Agnes Jones Past and Future.
(Agnes Elizabeth Jones (1832 – 1868)
Agnes jones of Fahan, County Donegal, Ireland became the first trained Nursing Superintendent of Liverpool Workhouse Infirmary. She gave all her time and energy to her patients and died at the age of 35 from typhus fever.
Agnes Jones, Liverpool’s Angel of Mercy reorganised and cleaned up the Liverpool Workhouse after being called for by William Rathbone. She died for her cause and made great changes to the poor and needy of Liverpool. The conditions of the workhouse were unimaginable when she first arrived. It was filthy, there were convicts and police walking the corridors, no activities, nothing to do but cause mayhem, that is if you were not too sick already. Agnes worked for the first month unaided alone in the workhouse, cleaning it up and creating an environment that was good for the poor and destitute before her nursing assistants arrived from London. She is quoted as having climbed seventy steps fifty times a day as part of her general duties. Her work was often ridiculed by general staff who were uncomfortable by her changes. But she carried on with her good deeds. She organised writing classes and created a more welcoming environment. She went on to work long hours and days from 1865 until 1868. There was huge sadness when she died of typhus at the age of thirty five.
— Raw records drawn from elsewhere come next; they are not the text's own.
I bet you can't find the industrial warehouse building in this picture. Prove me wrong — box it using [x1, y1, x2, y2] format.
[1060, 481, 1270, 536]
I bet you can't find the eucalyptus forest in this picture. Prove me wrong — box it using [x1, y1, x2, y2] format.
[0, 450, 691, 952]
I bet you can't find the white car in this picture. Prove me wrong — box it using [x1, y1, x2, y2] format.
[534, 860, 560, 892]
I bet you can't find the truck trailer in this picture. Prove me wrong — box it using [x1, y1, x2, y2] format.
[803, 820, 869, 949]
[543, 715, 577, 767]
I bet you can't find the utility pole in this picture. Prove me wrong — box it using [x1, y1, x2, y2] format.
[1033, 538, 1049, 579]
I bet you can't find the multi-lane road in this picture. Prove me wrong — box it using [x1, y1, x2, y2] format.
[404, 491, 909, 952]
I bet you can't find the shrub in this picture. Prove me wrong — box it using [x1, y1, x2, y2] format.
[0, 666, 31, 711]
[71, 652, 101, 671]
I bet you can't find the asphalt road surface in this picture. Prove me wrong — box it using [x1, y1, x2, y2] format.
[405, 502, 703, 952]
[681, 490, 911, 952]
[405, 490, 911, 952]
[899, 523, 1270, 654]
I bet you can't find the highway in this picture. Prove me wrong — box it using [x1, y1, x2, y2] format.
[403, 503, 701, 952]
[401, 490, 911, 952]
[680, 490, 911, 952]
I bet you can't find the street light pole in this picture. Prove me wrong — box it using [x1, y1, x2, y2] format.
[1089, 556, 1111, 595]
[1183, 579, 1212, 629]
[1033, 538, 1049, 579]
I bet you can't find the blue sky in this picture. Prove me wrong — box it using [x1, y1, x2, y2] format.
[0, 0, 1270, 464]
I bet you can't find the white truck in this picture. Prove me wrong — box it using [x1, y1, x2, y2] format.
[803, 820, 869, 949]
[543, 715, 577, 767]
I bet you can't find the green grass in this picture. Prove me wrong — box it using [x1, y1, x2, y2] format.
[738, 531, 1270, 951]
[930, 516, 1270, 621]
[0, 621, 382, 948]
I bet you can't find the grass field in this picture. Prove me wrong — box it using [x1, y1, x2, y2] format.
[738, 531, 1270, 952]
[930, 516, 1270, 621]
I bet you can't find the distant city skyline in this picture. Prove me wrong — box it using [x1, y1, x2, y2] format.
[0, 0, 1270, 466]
The residents missed her deeply and a huge memorial service was held. Florence Nightingale commended her highly.
I decided to create a painting of Agnes 1865 aged 33.
In this painting I wanted to show the contrast of past and future in the life of Agnes Jones.
The story of her life surprised me and I found myself creating a symbolic painting inspired by South American folklore painting.